Konon puasa itu terbagi ke dalam 3 (tiga) tingkatan, pertama puasa orang biasa, kedua puasa orang khawas (khusus), ketiga puasa orang khawasul khawash (khususnya khusus). Adapun puasa orang biasa itu mencegah perut dan kemaluan dari memenuhi syahwat. Puasa orang khawas itu adalah puasanya orang-orang yang salih, yaitu mencegah seluruh anggota badan dari melakukan segala dosa. Dan hal itu menurut Al Allamah Utsman bin Hasan bin Ahmad Asy Syakir Al Khaubawi dalam Durratun Nasihin tidak akan terlaksana kecuali dengan selalu melakukan 5 (lima) perkara. Pertama, memicingkan pandangan dari semua yang tercela menurut syarak. Kedua, memelihara lidah dari mengupat, berdusta, mengadu domba dan bersumpah palsu. Kerena sahabat Anas ra.

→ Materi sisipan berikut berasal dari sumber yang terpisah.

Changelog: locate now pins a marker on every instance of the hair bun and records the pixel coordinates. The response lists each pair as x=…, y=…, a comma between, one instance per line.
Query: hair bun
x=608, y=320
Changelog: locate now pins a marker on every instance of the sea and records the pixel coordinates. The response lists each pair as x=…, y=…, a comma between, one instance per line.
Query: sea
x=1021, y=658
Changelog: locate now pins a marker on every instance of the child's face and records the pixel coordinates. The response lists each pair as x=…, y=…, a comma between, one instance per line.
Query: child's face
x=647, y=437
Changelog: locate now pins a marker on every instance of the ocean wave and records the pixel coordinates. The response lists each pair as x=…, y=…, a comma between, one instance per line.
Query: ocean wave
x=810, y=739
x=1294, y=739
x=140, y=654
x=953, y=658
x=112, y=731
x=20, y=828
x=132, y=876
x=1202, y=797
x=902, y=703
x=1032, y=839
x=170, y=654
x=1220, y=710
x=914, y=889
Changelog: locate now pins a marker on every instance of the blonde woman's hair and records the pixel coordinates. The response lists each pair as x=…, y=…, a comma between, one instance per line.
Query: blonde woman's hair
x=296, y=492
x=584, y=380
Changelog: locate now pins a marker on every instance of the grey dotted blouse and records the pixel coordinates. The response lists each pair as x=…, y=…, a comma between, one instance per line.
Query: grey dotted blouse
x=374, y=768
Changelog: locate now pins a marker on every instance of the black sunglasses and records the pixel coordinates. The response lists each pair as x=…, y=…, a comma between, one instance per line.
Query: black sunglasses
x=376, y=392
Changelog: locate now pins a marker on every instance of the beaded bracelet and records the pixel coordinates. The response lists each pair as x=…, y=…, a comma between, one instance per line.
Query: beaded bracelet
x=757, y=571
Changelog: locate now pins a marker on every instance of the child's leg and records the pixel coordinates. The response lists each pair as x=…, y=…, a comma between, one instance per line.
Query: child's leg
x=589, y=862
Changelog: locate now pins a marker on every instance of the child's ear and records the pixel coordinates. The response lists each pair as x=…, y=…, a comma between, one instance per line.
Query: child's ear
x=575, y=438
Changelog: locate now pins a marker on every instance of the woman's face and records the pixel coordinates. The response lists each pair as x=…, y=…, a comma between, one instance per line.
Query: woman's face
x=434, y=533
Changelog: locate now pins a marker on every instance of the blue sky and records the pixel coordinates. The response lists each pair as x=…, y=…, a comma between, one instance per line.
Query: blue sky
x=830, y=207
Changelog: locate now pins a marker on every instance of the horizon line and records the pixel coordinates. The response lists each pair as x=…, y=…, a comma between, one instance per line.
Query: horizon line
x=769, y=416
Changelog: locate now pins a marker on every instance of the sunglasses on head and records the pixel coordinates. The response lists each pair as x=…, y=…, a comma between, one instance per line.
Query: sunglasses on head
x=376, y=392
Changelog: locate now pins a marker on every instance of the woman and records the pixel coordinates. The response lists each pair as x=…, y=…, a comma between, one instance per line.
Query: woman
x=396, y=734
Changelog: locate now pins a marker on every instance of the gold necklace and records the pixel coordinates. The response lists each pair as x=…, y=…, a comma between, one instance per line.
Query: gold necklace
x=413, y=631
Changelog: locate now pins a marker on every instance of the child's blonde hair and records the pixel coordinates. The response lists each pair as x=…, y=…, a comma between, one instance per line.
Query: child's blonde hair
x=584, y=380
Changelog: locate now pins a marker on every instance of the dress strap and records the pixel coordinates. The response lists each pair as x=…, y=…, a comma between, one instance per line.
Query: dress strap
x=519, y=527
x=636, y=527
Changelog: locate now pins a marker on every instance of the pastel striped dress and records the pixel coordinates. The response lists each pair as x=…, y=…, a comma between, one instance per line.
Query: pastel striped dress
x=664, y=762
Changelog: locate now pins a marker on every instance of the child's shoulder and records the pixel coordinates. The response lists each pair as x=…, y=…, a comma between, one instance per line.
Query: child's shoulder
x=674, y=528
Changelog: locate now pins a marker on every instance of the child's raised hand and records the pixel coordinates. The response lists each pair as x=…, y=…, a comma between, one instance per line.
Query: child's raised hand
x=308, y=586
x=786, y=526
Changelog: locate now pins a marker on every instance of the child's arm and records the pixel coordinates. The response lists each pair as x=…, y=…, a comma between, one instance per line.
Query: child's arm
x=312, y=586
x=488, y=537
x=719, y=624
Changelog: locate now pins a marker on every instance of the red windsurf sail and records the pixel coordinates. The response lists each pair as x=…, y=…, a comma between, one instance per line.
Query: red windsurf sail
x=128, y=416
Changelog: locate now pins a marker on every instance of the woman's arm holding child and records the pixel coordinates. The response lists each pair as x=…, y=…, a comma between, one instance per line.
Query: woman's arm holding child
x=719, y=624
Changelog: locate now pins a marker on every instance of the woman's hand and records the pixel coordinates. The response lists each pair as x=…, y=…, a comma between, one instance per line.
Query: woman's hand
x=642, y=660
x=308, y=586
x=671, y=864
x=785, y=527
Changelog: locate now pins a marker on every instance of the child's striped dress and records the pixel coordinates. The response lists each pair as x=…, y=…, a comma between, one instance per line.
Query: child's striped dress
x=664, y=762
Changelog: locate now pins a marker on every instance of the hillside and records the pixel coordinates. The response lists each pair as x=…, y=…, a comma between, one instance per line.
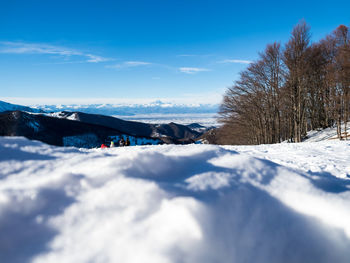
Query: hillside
x=90, y=130
x=193, y=203
x=4, y=106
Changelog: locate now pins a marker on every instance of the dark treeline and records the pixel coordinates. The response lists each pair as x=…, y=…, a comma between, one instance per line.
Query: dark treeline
x=290, y=90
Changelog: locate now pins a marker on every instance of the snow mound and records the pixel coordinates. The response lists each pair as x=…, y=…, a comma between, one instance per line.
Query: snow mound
x=194, y=203
x=326, y=134
x=4, y=106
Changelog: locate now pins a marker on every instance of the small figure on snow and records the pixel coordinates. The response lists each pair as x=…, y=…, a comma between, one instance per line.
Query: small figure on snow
x=121, y=142
x=103, y=146
x=127, y=143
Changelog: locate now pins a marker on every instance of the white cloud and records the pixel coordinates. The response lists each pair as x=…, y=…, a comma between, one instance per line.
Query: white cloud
x=237, y=61
x=129, y=64
x=189, y=70
x=8, y=47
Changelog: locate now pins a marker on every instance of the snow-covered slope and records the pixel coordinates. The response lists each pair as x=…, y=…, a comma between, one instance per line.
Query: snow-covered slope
x=195, y=203
x=4, y=106
x=326, y=134
x=123, y=109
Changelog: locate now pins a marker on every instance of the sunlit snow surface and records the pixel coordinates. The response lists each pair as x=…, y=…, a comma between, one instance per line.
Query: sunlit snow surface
x=194, y=203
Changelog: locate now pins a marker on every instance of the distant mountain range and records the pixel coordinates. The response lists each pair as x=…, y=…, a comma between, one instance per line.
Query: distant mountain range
x=157, y=107
x=4, y=106
x=86, y=130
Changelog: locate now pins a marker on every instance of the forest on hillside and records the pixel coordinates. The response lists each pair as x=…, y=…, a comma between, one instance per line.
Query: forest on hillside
x=289, y=90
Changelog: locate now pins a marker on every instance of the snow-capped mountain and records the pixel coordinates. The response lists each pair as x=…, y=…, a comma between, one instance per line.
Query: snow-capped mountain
x=5, y=106
x=194, y=203
x=157, y=107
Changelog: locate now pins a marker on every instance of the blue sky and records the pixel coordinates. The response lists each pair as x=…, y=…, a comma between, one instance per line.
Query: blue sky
x=183, y=50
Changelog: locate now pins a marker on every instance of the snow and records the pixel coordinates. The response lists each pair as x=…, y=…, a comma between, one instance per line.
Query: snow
x=169, y=203
x=326, y=134
x=4, y=106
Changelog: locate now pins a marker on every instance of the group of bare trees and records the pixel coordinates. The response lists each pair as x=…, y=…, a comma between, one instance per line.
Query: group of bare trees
x=290, y=90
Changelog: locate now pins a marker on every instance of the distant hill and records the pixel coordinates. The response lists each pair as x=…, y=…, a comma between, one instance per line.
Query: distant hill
x=177, y=132
x=5, y=106
x=157, y=107
x=90, y=130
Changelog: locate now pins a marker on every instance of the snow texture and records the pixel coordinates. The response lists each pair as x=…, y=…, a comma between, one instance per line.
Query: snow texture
x=193, y=203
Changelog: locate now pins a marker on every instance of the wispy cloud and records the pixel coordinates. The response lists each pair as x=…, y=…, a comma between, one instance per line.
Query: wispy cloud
x=8, y=47
x=189, y=70
x=237, y=61
x=129, y=64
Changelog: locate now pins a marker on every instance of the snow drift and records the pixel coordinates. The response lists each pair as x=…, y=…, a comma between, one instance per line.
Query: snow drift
x=194, y=203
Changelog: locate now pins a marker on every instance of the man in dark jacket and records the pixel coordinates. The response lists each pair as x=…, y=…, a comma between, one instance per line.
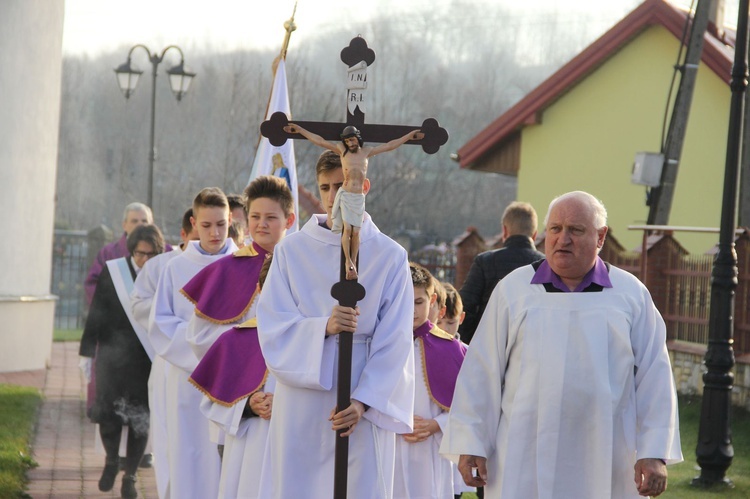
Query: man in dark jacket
x=519, y=232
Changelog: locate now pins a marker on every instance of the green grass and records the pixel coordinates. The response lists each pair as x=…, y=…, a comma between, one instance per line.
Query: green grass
x=67, y=335
x=681, y=475
x=18, y=408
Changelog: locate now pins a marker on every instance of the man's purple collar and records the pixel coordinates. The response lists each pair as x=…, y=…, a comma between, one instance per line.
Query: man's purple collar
x=597, y=275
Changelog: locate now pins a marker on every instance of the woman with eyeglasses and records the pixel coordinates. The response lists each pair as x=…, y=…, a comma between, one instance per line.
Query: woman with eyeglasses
x=122, y=363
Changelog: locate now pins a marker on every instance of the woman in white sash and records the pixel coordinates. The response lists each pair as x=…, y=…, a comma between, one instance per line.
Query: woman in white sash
x=122, y=363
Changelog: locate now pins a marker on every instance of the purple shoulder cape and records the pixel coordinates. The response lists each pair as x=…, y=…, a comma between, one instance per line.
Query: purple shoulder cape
x=442, y=358
x=233, y=368
x=207, y=290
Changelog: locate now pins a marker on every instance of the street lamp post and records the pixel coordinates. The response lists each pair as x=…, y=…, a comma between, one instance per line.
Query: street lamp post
x=179, y=82
x=714, y=451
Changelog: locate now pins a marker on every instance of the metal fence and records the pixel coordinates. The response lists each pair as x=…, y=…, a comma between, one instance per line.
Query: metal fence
x=69, y=268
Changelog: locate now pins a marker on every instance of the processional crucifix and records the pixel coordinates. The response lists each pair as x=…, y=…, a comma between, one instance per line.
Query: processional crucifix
x=358, y=57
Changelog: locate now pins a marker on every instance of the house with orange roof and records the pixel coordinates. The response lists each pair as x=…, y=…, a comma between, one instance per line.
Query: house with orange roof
x=582, y=127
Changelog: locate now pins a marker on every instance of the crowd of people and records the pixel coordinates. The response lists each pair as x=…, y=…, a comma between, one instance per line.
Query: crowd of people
x=546, y=375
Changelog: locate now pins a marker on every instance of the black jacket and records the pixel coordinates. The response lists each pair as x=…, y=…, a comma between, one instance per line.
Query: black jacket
x=486, y=271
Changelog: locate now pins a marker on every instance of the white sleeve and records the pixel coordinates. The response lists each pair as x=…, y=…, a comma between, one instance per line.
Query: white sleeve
x=202, y=333
x=295, y=347
x=229, y=419
x=166, y=328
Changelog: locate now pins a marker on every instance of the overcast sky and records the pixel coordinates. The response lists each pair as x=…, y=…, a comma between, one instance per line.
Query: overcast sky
x=95, y=26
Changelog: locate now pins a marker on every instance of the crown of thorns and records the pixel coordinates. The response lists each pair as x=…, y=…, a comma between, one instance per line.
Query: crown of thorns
x=351, y=131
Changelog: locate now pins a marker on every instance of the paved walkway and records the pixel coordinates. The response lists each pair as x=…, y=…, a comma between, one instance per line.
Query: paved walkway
x=69, y=466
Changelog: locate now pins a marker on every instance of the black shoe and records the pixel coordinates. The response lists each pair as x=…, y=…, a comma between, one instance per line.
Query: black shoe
x=107, y=481
x=146, y=461
x=127, y=491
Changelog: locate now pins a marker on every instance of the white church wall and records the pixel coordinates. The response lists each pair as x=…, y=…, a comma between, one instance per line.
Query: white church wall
x=30, y=82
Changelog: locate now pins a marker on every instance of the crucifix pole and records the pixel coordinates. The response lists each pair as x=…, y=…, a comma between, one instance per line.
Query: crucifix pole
x=358, y=57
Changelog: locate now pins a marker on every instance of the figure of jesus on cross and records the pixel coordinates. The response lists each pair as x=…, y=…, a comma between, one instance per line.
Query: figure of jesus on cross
x=349, y=205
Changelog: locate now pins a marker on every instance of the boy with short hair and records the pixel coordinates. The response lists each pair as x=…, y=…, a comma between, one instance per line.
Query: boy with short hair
x=142, y=298
x=193, y=462
x=224, y=292
x=299, y=324
x=225, y=295
x=420, y=471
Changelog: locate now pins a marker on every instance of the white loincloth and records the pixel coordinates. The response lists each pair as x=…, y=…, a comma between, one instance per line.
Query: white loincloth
x=347, y=207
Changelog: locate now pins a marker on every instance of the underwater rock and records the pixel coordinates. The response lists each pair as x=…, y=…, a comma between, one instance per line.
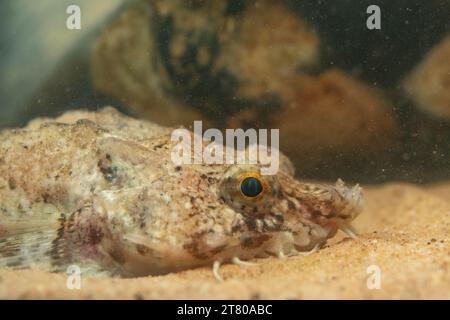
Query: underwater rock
x=333, y=114
x=238, y=66
x=176, y=61
x=429, y=83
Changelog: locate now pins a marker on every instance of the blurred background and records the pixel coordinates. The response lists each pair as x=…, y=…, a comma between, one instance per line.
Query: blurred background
x=365, y=105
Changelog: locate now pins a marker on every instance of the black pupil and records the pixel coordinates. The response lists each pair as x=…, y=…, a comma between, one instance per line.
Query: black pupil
x=251, y=187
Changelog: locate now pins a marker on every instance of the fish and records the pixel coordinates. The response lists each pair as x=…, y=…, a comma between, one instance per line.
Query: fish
x=98, y=189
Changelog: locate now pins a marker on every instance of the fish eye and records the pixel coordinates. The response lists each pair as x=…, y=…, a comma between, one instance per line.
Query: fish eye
x=251, y=187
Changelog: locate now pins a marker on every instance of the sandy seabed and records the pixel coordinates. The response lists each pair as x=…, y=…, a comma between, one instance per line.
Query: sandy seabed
x=404, y=234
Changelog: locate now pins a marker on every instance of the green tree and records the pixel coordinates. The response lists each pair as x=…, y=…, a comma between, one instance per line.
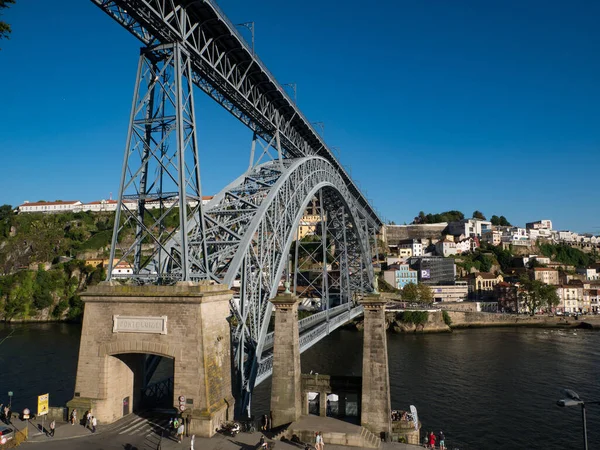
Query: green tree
x=478, y=215
x=4, y=27
x=447, y=318
x=425, y=293
x=534, y=294
x=410, y=292
x=485, y=262
x=447, y=216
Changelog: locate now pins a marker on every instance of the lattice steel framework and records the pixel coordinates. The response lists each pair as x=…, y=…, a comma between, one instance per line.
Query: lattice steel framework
x=250, y=227
x=244, y=235
x=161, y=174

Telah meriwayatkan sebuah hadist Nabi saw, bahwa beliau telah bersabda, yang artinya: ‘’Lima perkara yang menggugurkan pahala puasa atau membatalkan pahalanya, yaitu berdusta, mengupat, mengadu domba, bersumpah palsu dan memandang lawan jenis dengan syahwat”. Ketiga, mencegah telinga dari mendengarkan apa saja yang makruh. Keempat, mencegah seluruh badan dari hal-hal yang makruh, dan mencegah perut dari makan makanan yang syubhat (diragukan halalnya) di waktu berbuka. Karena tidak ada artinya berpuasa dari makanan yang halal lalu berbuka dengan makanan yang haram. Perumpamaannya adalah seperti orang yang membangun sebuah istana dengan menghancurkan sebuah kota. Nabi saw bersabda, yang artinya, ‘’berapa banyak orang yang berpuasa, tidak memperoleh dari puasanya itu selain rasa lapar dan dahaga’’. Kelima, memperbanyak memakan makanan yang halal di kala berbuka sampai kekenyangan. Karena Rasulullah saw telah bersabda yang artinya: ‘’Tidak ada sebuah wadah yang lebih dibenci oleh Allah daripada perut yang dipenuhi oleh makanan yang halal’’.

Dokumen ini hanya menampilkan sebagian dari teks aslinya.